Iran

Iran and nuclear weapons

The subject of Iran’s push for nuclear weapons was recently covered by Jeffrey Goldberg, Hitchens gives six reasons to stop Iran having nuclear weapons:

1) International law and the stewardship of the United Nations will have been irretrievably ruined. The mullahs will have broken every solemn undertaking that they ever gave: to the International Atomic Energy Agency; to the European Union, which has been their main negotiating interlocutor up until now; and to the United Nations. (Tehran specifically rejects the right of the U.N. Security Council to have any say in this question.) Those who usually fetishize the role of the United Nations and of the international nuclear inspectors have a special responsibility to notice this appalling outcome.

2) The “Revolutionary Guards,” who last year shot and raped their way to near-absolute power in Iran, are also the guardians of the underground weapons program. A successful consummation of that program would be an immeasurable enhancement of the most aggressive faction of the current dictatorship.

3) The power of the guards to project violence outside Iran’s borders would likewise be increased. Any Hezbollah subversion of Lebanese democracy or missile attack on Israel; any Iranian collusion with the Taliban or with nihilist forces in Iraq would be harder to counter in that it would involve a confrontation with a nuclear godfather.

4) The same powerful strategic ambiguity would apply in the case of any Iranian move on a neighboring Sunni Arab Gulf state, such as Bahrain.

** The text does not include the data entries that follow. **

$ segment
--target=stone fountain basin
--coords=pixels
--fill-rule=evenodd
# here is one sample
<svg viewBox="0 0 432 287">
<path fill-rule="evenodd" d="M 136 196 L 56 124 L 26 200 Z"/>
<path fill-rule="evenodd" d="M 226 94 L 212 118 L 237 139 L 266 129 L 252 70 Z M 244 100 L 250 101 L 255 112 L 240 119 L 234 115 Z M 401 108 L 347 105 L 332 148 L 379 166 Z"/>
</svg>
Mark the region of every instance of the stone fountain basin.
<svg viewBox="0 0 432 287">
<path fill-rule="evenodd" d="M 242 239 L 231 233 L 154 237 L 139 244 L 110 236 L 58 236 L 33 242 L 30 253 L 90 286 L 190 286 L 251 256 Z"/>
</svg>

The more extreme of Iran’s theocratic newspapers already gloat at such a prospect, which is why so many Arab regimes hope—sometimes publicly—that this “existential” threat to them also be removed.

5) There will never be a settlement of the Israel-Palestine dispute, because the rejectionist Palestinians will be even more a proxy of a regime that calls for Israel’s elimination, and the rejectionist Jews will be vindicated in their belief that concessions are a waste of time, if not worse.

6) The concept of “nonproliferation,” so dear to the heart of the right-thinking, will go straight into the history books along with the League of Nations.